The Labour Force data for February released this week by the Australian Bureau of Statistics (ABS) shows a seasonally adjusted unemployment rate in Australia of 5.2 per cent.

The unemployment rate in Western Australia is 4 per cent, the lowest in the nation and down from 4.2 per cent previously.  While this paints an apparent picture of prosperous times for all, there is a cohort of the WA community facing alarming levels of unemployment given the unprecedented boom conditions we are experiencing currently.   That cohort is youth aged 15 to 19 years.

The overall full-time unemployment rate in February for youth aged 15 – 19 in the state is 17.9 per cent, down marginally from 18 per cent in January and an increase from the same month in 2011 when the rate was 17.1 per cent.

More worryingly however, is the current rate of full-time unemployed youth in the southwest region of Western Australia, which is currently sitting at 27 per cent, a drop of only 1.1 per cent since the January 2012 high of 28.1 per cent.  This also represents an increase on the rate from February 2011, which was 21.5 per cent and a startling increase since 2009, when the rate in this same region was just 15 per cent.

To give this situation even further context, the overall rate of full-time unemployed youth aged 15 – 19 in Western Australia in 2009 was 10.3 per cent.

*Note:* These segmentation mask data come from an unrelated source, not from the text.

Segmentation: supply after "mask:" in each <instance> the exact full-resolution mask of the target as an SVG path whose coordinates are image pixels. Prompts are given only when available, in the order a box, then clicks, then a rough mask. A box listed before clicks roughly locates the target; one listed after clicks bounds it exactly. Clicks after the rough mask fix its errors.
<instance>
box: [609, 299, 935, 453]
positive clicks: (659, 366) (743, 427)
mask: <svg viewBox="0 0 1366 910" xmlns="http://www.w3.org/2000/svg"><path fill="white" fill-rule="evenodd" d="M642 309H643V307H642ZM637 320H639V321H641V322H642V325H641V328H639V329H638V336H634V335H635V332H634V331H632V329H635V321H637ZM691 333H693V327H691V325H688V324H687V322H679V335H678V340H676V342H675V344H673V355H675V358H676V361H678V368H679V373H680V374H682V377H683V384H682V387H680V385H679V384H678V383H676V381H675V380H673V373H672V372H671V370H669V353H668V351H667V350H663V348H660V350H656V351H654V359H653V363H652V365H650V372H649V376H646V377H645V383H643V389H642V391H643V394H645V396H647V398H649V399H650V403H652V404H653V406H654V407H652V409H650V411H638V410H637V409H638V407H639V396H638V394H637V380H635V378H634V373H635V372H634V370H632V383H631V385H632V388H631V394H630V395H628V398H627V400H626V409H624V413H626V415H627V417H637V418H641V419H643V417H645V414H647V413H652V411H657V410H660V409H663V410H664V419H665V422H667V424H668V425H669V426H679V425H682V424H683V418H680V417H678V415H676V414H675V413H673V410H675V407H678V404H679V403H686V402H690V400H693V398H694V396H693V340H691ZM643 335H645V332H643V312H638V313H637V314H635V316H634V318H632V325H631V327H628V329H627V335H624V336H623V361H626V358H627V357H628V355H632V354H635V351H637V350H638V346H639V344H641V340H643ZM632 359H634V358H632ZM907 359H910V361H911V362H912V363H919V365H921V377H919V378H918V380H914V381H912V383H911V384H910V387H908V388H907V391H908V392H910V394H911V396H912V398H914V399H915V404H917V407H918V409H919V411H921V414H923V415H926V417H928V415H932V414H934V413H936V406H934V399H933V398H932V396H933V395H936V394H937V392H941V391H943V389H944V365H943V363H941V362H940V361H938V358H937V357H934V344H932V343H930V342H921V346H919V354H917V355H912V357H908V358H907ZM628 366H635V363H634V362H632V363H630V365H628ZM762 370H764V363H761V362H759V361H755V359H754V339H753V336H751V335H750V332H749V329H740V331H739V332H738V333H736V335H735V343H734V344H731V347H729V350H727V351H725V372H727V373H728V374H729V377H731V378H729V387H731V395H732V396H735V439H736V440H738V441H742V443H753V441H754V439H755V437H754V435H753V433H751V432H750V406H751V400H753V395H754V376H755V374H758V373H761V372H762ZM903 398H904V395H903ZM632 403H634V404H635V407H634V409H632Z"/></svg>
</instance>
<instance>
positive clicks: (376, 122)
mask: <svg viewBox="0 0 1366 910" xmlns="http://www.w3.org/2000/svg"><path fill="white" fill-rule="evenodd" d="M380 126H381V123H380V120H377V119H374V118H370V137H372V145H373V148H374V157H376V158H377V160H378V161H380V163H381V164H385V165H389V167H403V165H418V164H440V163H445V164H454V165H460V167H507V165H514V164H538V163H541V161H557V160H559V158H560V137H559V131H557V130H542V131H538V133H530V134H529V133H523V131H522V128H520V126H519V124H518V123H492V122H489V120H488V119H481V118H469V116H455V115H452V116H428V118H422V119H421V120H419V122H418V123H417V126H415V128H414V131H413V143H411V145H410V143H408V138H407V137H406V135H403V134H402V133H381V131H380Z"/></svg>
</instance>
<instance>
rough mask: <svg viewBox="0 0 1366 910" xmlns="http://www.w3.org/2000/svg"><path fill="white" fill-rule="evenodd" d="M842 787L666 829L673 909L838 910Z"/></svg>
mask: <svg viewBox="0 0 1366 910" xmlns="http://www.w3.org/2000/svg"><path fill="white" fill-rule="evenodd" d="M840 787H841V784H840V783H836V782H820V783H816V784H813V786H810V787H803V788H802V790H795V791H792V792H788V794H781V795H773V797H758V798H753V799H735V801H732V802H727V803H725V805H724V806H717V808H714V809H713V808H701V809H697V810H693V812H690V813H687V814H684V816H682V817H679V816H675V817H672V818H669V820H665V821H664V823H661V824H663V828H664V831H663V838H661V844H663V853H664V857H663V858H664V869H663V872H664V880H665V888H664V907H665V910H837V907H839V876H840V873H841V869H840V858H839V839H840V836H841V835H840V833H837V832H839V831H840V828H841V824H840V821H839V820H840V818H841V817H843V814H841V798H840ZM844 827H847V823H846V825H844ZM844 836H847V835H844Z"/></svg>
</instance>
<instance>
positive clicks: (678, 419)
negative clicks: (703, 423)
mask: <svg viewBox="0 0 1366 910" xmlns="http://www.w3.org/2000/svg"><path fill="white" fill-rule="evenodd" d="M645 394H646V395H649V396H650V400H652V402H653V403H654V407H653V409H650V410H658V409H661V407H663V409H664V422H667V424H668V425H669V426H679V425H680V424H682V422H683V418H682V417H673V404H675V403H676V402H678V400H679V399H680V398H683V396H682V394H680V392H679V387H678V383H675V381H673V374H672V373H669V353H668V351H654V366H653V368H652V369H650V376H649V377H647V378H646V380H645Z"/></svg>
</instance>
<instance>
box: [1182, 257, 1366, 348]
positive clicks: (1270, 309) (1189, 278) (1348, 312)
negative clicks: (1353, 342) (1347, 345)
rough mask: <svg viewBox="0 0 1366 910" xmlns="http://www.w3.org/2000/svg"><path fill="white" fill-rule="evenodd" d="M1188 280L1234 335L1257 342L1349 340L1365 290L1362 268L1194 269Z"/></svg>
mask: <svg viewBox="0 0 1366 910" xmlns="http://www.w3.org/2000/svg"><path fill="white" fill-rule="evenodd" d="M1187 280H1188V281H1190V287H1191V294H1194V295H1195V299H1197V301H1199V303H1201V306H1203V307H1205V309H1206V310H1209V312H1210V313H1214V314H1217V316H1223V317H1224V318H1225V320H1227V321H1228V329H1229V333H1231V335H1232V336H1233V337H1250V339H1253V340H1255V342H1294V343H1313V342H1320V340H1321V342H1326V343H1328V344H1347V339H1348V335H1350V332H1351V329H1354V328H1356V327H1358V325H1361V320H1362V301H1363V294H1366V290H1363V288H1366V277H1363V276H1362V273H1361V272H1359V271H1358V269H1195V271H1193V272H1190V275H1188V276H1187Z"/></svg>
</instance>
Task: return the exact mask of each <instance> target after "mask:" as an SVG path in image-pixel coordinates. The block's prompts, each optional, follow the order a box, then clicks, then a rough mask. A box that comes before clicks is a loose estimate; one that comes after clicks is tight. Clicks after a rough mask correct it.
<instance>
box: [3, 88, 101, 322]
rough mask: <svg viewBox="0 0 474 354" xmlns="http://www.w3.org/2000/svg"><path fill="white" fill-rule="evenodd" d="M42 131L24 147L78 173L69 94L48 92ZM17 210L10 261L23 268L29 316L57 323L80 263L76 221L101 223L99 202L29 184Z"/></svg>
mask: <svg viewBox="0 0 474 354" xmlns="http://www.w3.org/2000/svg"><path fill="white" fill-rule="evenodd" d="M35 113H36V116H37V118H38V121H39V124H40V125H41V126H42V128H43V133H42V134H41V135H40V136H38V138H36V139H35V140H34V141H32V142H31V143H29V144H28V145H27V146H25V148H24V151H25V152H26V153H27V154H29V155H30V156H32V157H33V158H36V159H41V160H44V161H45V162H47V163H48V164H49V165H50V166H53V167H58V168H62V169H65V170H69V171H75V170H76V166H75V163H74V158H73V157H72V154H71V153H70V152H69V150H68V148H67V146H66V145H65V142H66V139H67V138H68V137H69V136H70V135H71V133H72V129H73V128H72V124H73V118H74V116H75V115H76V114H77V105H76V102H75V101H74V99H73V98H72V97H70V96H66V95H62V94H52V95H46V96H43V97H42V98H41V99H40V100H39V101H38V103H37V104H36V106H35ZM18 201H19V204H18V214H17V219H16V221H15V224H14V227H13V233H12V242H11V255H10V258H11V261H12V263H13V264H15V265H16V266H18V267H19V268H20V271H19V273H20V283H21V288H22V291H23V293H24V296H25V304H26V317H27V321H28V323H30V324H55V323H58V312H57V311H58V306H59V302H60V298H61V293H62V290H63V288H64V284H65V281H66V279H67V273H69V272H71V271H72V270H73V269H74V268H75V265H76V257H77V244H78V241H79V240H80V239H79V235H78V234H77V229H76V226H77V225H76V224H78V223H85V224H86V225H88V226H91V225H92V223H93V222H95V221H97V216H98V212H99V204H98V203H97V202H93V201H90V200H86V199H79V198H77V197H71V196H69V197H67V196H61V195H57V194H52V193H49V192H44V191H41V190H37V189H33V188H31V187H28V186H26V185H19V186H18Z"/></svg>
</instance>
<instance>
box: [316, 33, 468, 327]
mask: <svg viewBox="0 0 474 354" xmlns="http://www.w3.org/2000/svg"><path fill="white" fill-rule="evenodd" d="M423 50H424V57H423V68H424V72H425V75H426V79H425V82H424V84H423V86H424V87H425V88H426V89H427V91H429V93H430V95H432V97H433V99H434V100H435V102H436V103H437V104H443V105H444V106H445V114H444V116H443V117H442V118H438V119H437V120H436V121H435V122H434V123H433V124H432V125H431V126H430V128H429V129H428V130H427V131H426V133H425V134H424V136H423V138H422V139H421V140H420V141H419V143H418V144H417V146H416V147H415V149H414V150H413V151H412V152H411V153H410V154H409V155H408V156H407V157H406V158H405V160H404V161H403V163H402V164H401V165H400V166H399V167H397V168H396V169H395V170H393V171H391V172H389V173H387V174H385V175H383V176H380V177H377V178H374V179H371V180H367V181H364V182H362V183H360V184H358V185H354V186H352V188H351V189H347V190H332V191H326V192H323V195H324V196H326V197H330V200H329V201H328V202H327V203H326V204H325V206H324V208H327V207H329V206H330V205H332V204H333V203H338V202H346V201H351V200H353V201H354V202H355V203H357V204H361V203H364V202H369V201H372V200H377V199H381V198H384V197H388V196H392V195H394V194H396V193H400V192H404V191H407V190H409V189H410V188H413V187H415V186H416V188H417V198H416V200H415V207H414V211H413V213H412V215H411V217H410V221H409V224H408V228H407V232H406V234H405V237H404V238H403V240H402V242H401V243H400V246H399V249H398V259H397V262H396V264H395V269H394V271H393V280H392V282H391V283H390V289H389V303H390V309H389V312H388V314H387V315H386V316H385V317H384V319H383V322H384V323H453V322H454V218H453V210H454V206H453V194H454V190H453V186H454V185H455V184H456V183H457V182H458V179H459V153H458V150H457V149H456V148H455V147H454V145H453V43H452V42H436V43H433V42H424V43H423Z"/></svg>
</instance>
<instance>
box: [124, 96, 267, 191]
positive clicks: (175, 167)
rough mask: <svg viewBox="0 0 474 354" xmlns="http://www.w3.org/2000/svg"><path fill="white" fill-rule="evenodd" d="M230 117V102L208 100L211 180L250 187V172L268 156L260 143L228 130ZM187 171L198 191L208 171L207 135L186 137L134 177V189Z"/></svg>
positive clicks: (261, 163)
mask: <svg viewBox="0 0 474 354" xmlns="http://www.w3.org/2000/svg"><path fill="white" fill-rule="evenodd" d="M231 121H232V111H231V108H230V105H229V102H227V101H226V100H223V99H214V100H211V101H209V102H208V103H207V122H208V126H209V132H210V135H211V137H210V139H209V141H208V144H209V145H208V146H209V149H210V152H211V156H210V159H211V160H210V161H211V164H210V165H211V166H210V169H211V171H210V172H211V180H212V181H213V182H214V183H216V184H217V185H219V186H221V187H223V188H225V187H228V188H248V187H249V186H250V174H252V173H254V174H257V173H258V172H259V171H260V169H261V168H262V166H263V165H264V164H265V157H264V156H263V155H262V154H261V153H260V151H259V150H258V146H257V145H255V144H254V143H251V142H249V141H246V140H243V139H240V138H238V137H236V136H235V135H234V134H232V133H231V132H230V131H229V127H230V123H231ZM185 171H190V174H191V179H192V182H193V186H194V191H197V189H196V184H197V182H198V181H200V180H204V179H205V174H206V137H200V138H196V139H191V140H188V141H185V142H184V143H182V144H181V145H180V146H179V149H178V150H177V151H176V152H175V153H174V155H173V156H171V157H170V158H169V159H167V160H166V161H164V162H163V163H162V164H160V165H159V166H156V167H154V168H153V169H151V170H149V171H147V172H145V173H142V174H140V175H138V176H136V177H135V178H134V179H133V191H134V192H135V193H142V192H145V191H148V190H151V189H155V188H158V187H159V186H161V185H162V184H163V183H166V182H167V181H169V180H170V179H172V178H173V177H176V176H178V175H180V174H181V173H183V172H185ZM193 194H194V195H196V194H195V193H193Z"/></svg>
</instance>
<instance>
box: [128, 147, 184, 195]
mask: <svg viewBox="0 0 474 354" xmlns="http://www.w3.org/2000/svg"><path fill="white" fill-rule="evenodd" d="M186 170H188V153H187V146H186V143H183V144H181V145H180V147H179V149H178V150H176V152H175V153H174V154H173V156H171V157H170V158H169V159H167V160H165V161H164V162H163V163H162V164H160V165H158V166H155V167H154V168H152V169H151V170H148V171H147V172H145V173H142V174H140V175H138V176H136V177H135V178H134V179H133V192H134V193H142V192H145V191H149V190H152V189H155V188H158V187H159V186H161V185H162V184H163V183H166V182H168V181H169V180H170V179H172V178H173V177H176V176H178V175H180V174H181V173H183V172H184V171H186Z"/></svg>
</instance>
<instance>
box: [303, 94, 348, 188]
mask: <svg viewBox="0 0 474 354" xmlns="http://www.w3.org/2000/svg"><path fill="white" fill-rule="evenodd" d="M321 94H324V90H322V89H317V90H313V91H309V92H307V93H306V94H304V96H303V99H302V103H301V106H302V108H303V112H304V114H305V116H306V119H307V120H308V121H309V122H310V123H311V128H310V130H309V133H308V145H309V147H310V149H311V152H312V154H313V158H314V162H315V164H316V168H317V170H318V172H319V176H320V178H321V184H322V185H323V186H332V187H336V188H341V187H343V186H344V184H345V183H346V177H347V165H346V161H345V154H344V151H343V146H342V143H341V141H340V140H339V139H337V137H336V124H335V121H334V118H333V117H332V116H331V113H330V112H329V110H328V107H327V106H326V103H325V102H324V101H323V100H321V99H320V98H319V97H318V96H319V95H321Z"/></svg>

Simone McGurk the Secretary of UnionsWA, said that while any improvement in the number of unemployed youth in the south west, as well as elsewhere in the state, is welcomed, the figure of 27 per cent announced this week is still unsatisfactorily high.

“Youth unemployment in the southwest metro area has steadily increased from 15 per cent in February 2009 to a new high of 28.1 per cent in January this year.

“These figures reinforce the fact that the benefits of WA’s resources construction boom are not flowing through to all members of the community.

“With projects like Gorgon and Wheatstone now under construction and requiring hundreds of thousands of tonnes of fabricated steel, the fabrication workshops in Kwinana should be booming and creating jobs and apprenticeships for young people who live in the area.

“Instead, we are seeing many fabrication contracts head offshore, and local kids are missing out.  This is a problem now, but it will also have long term economic effects for WA, as young workers miss out on the opportunity to develop skills and experience that could drive new industries and jobs beyond the resources boom. ” Ms McGurk added.

A report released in October 2011 by the International Labour Organisation (ILO) into youth unemployment around the world, warns that the consequences of mass unemployment in youth can be dire.  They include increased crime rates, increased drug use, and depression.

The consequences for the state government of a youth unemployment rate of 27 per cent in the south metro region of WA are disturbing to say the least.

But these figures also come at a time when the Reserve Bank of Australia (RBA) has reported an increase in business investment in Western Australia of 28 per cent in 2011.

Surely an unemployment rate of 27 per cent for people aged 15 – 19 years of age, in a region renowned for its strong manufacturing history, should be considered as a disgrace.